The Institute of Medicine of the National Academy of Science in the United States organised a panel in the late 1980s to assess the benefits of combining data from several neuroscientific areas.

Using non-invasive scanning techniques like Diffusion Magnetic Resonance Imaging (DMRI), Structural and Functional Magnetic Resonance Imaging (SFMRI), Magnetoencephalography (MEG), Electroencephalography (EEG), Positron Emission Tomography (PET), Near-Infrared Spectroscopy (NIRS), and others, it is particularly interesting to map the anatomy, physiology, perfusion, function, and phenotypes of the human brain. It is possible to map both healthy and ill brains in order to study memory, learning, ageing, and pharmaceutical effects in various groups, such as individuals with schizophrenia, autism, and severe depression. The Human Brain Project was launched as a result. Additionally, it might be crucial for bettering brain injury treatment and understanding severe brain injuries (like Phineas Gage's).

The International Consortium for Brain Mapping (ICBM) was established as a consequence of numerous meetings. The long-term objective is to create adaptable computational brain atlases.

Achievements

The interactive digital collection known as The Eyewire Museum visualises data from mouse retinal cells. The interactive citizen science website Eyewire was established in 2012 and maps mouse retinal cells. In 2021, the most comprehensive 3D map of the human brain was published by a U.S. IT corporation. It shows a millionth of a brain's neurons, connections between them, blood vessels, and other structures. By slicing the 1 mm component into bits that were about 5,000 nanometers thick and scanning them with an electron microscope, the map was produced. The interactive map needs 1.4 petabytes of storage. The first thorough neuron-level-resolution 3D map of the monkey's brain was created about 100 hours after researchers scanned it using a unique scanning method. Even after compression, the entire 3D map still takes up more than 1 petabyte of storage space, so they only made a small section of it available to the general public.
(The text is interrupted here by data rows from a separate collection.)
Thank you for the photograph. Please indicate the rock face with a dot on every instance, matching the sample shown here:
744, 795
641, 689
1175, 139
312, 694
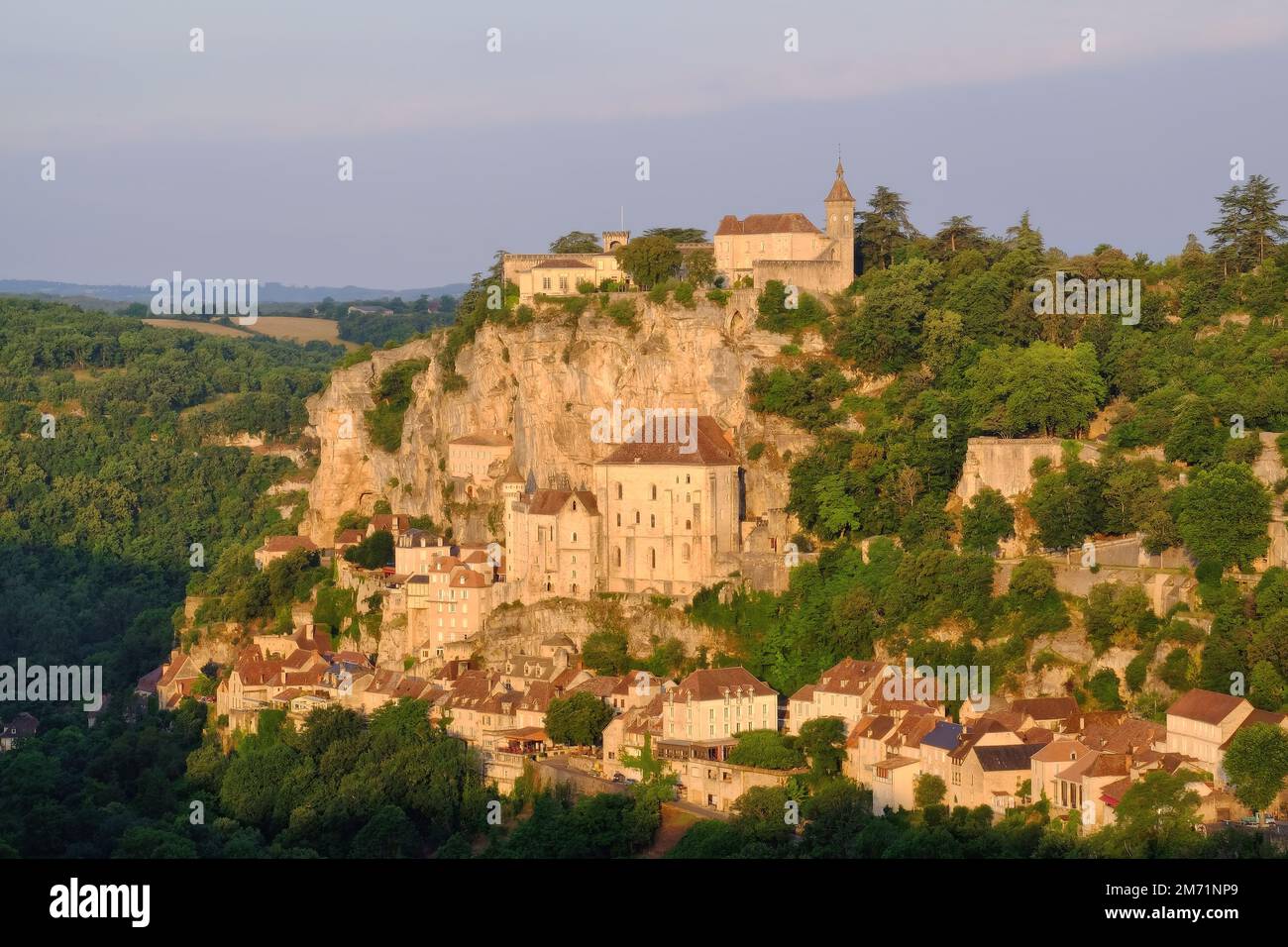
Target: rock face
540, 382
1005, 464
522, 630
The Brain Initiative Cell Census Network (BICCN) concluded the first phase of a long-term project to produce an atlas of the entire mouse (mammalian) brain in October 2021 with 17 investigations, including an atlas and census of cell types in the primary motor cortex.

Strengthening the Brain

In 2021, the first connectome that showed how an animal's brain evolved throughout a lifetime was released. The whole brains of eight isogenic C. elegans worms, each at a different stage of development, were mapped by researchers and compared. Later that year, scientists employed electron microscopy and brainbow imaging to show for the first time how a human neural network grows. They provided thorough wiring diagrams for the CNS and muscles of every one of the ten different mice.

Vision

A functional connectomics dataset that "contains calcium imaging of an estimated 75,000 neurons from primary visual cortex (VISp) and three higher visual areas (VISrl, VISal, and VISlm), that were recorded while a mouse viewed natural movies and parametric stimuli" was released in August 2021 by researchers from the MICrONS programme, which was launched in 2016. They created the MICrONS Explorer with the use of this information, which offers "interactive visualisations of anatomical and functional data that span all 6 layers of mouse primary visual cortex and 3 higher visual areas (LM, AL, RL) within a cubic millimetre volume."

The first spatiotemporal cellular atlas of the axolotl brain growth and regeneration, the interactive Axolotl Regenerative Telencephalon Interpretation through Spatiotemporal Transcriptomic Atlas, published significant findings about axolotl brain regeneration in 2022.